Faccio per uscire, ma lui mi prende per una mano e mi ferma. Mi guarda e fa uno scatto verso di me, mi prende il viso tra le mani e mi bacia! Le sue labbra calde e morbide premono sulle mie e in me scoppia una bomba di emozioni: rabbia, senso di colpa, ma anche gioia, soddisfazione. Lo amo, ne sono consapevole. Sto combinando un gran casino, ma adesso che posso fare? Di certo non posso tirarmi indietro. Thomas mi spinge contro la porta e mi blocca i fianchi mentre continuiamo a baciarci appassionatamente. Assaporo ogni suo piccolo dettaglio, e sono pervasa dal gusto gradevole del tabacco poco prima fumato. Mi morde il labbro e gemo dal piacere, mentre mi solleva la gonna e mi prende in braccio toccandomi e massaggiandomi le natiche. Ho la schiena contro la porta e sono avvinghiata alla sua schiena bassa. Sento la sua essenza da sotto il pantalone, che imponente lo prega di uscire.
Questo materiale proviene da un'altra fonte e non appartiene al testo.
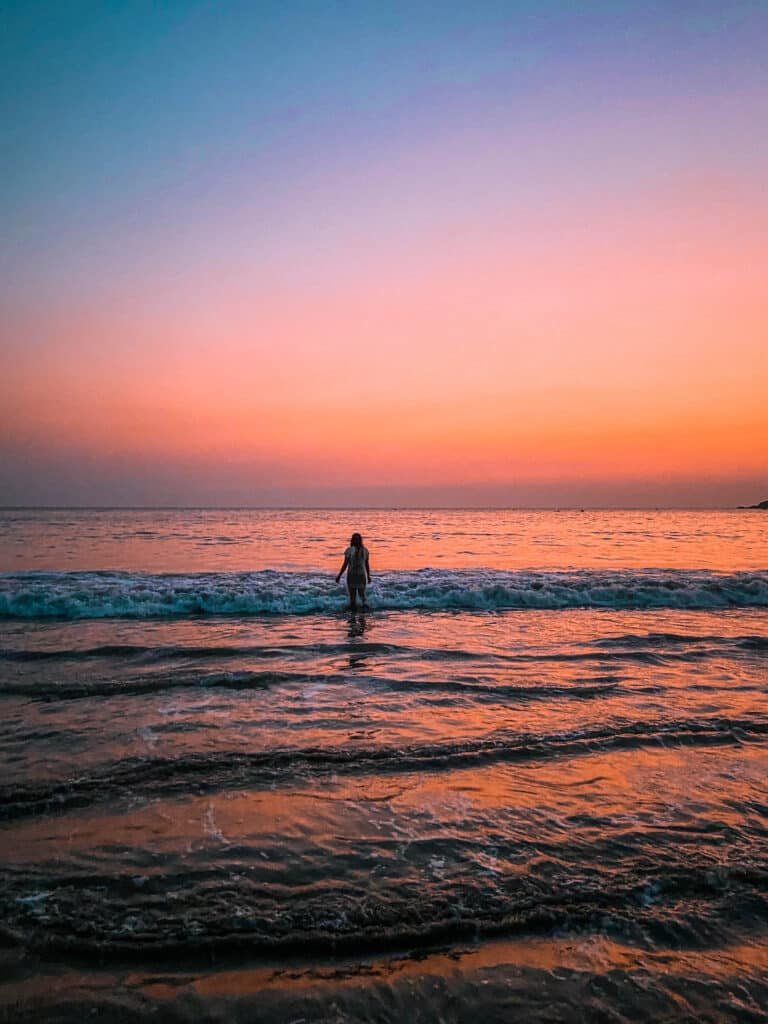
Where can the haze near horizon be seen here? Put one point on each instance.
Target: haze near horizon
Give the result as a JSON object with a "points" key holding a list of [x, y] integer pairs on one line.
{"points": [[384, 254]]}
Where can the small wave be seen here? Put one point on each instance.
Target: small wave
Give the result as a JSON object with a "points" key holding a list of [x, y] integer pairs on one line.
{"points": [[137, 595], [657, 905], [168, 776]]}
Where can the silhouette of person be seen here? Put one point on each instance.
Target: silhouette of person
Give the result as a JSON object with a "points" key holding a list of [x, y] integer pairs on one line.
{"points": [[357, 564]]}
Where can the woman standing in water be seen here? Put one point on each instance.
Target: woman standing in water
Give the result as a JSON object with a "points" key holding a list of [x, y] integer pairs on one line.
{"points": [[358, 570]]}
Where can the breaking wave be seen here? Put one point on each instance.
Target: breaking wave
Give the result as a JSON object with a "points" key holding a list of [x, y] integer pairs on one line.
{"points": [[139, 595]]}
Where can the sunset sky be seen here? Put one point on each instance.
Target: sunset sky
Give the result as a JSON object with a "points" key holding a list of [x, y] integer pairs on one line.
{"points": [[384, 253]]}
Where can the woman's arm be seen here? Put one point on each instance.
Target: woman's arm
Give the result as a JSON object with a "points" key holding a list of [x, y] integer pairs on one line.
{"points": [[346, 562]]}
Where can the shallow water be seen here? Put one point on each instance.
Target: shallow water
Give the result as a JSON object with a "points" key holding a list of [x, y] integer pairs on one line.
{"points": [[535, 790]]}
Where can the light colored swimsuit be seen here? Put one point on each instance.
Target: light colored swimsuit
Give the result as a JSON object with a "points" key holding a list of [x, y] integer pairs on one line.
{"points": [[356, 568]]}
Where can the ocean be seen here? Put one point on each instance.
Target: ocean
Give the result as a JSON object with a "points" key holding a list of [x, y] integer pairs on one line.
{"points": [[527, 784]]}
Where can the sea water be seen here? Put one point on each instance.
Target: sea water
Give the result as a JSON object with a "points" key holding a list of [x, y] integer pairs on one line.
{"points": [[528, 783]]}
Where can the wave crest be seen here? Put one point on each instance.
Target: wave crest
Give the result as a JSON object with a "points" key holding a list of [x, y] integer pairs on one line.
{"points": [[140, 595]]}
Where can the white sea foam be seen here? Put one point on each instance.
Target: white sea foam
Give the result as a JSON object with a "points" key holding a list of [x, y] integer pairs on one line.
{"points": [[137, 595]]}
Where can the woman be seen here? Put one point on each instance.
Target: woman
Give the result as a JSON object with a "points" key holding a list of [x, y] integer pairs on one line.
{"points": [[358, 570]]}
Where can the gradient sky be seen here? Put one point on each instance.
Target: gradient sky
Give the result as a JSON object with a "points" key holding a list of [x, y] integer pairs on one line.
{"points": [[384, 253]]}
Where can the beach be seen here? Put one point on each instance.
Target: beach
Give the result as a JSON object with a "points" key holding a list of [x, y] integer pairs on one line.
{"points": [[529, 783]]}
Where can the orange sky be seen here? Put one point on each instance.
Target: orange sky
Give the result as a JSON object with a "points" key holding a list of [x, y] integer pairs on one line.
{"points": [[513, 293]]}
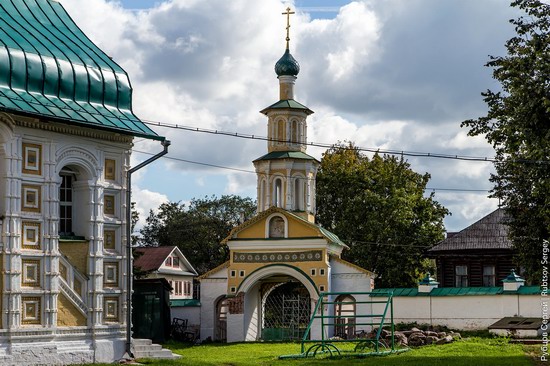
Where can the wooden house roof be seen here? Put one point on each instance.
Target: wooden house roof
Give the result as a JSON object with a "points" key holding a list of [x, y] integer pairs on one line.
{"points": [[152, 258], [490, 232]]}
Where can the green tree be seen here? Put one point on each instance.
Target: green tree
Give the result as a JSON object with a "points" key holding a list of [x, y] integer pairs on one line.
{"points": [[517, 124], [377, 206], [198, 229]]}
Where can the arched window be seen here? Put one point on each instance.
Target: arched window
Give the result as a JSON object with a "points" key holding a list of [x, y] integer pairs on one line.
{"points": [[296, 130], [278, 192], [344, 322], [221, 320], [66, 198], [281, 131], [277, 227], [299, 193]]}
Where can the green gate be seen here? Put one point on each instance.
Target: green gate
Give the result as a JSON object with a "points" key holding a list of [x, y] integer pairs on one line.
{"points": [[286, 309]]}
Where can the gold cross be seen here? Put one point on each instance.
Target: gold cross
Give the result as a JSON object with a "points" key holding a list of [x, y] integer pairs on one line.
{"points": [[287, 13]]}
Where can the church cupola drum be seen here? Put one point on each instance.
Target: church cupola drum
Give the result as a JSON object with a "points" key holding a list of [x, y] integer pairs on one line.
{"points": [[286, 174]]}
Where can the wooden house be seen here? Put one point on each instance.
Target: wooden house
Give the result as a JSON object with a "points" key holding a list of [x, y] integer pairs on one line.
{"points": [[480, 255]]}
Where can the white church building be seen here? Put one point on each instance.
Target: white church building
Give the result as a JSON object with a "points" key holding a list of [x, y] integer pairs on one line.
{"points": [[66, 132], [280, 260]]}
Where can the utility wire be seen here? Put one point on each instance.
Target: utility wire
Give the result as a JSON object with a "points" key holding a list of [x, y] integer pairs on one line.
{"points": [[326, 145], [288, 177]]}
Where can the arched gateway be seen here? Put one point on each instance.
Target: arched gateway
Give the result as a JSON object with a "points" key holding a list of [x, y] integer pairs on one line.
{"points": [[280, 260]]}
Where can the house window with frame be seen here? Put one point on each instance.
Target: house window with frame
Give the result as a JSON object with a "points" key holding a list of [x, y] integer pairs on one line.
{"points": [[68, 177], [489, 275], [461, 276]]}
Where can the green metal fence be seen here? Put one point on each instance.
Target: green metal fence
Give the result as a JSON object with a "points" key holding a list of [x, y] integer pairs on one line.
{"points": [[371, 340]]}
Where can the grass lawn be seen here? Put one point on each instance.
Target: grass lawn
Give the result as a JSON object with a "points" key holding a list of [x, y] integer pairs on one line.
{"points": [[472, 351]]}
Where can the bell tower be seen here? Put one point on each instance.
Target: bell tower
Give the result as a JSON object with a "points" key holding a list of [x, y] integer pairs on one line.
{"points": [[286, 174]]}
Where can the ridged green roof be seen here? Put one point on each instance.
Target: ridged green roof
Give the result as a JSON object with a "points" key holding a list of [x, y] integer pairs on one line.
{"points": [[286, 155], [456, 291], [50, 69], [287, 104]]}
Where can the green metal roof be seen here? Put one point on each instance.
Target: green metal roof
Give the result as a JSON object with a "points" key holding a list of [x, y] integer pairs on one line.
{"points": [[184, 303], [286, 155], [457, 291], [287, 65], [287, 104], [50, 69]]}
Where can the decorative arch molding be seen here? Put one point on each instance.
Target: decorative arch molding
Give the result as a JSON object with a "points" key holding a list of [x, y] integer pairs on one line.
{"points": [[268, 224], [6, 127], [299, 192], [273, 184], [79, 157], [278, 269]]}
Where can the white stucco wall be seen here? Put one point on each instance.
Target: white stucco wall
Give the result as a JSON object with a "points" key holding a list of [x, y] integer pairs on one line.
{"points": [[462, 312], [85, 151], [211, 290]]}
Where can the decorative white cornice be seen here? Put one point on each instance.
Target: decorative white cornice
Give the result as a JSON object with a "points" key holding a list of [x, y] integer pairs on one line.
{"points": [[71, 130]]}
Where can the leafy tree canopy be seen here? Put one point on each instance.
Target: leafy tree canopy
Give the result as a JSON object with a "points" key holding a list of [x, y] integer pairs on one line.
{"points": [[198, 229], [517, 124], [378, 207]]}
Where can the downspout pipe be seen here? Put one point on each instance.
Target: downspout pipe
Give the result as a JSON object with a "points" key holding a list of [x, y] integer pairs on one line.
{"points": [[129, 272]]}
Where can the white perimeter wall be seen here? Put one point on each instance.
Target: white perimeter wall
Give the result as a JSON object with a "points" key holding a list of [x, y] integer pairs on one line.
{"points": [[211, 290], [462, 312], [191, 313]]}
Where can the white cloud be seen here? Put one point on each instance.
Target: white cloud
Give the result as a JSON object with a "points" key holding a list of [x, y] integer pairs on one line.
{"points": [[397, 74], [146, 200]]}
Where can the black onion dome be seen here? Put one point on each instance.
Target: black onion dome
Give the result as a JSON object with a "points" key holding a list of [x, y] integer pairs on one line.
{"points": [[287, 65]]}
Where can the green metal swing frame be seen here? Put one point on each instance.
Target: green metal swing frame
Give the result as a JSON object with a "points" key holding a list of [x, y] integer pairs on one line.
{"points": [[329, 346]]}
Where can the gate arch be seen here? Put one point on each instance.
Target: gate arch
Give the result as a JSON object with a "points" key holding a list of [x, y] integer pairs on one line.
{"points": [[279, 269]]}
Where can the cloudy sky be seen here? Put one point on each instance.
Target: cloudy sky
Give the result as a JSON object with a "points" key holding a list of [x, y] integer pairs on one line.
{"points": [[388, 74]]}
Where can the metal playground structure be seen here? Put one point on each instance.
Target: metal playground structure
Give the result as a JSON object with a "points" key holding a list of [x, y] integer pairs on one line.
{"points": [[357, 323]]}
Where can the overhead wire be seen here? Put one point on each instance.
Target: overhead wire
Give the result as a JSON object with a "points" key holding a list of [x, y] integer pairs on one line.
{"points": [[327, 145], [286, 176]]}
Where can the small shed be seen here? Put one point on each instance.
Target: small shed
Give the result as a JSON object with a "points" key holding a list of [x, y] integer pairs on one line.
{"points": [[151, 317], [477, 256]]}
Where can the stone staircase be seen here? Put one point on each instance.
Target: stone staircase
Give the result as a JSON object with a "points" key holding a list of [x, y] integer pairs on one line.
{"points": [[145, 348]]}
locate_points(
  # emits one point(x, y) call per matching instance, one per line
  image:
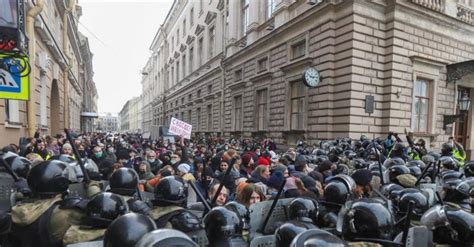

Thomas si abbassa quindi i pantaloni e mi penetra con passione, quasi con violenza. E io lo accolgo calda e affamata in cerca di appagamento. Inizia a spingere dentro di me mentre provo a trattenere dei gridolini per l’estremo piacere che mi stava dando, ma non ci vuole tanto affinchè, proprio quando accelera il ritmo, io esploda in un orgasmo tutt’altro che silenzioso. Viene anche lui. Ha il fiatone e la fronte imperlata di sudore. Sembra stanco, ma continua a tenermi in braccio, e anzi adesso mi stringe. Sembra un bambino spaurito, in cerca di rassicurazioni. Lo abbraccio a mia volta, accarezzandogli la testa e cercando di calmarlo.
“Shh, va tutto bene” gli ripeto sussurrandogli nell’orecchio. Thomas non mi lascia, rimane avvinghiato a me come se fossi la sua ancora di salvezza,  ancora che però questa volta lo farà affondare nei profondi abissi dei suoi peccati.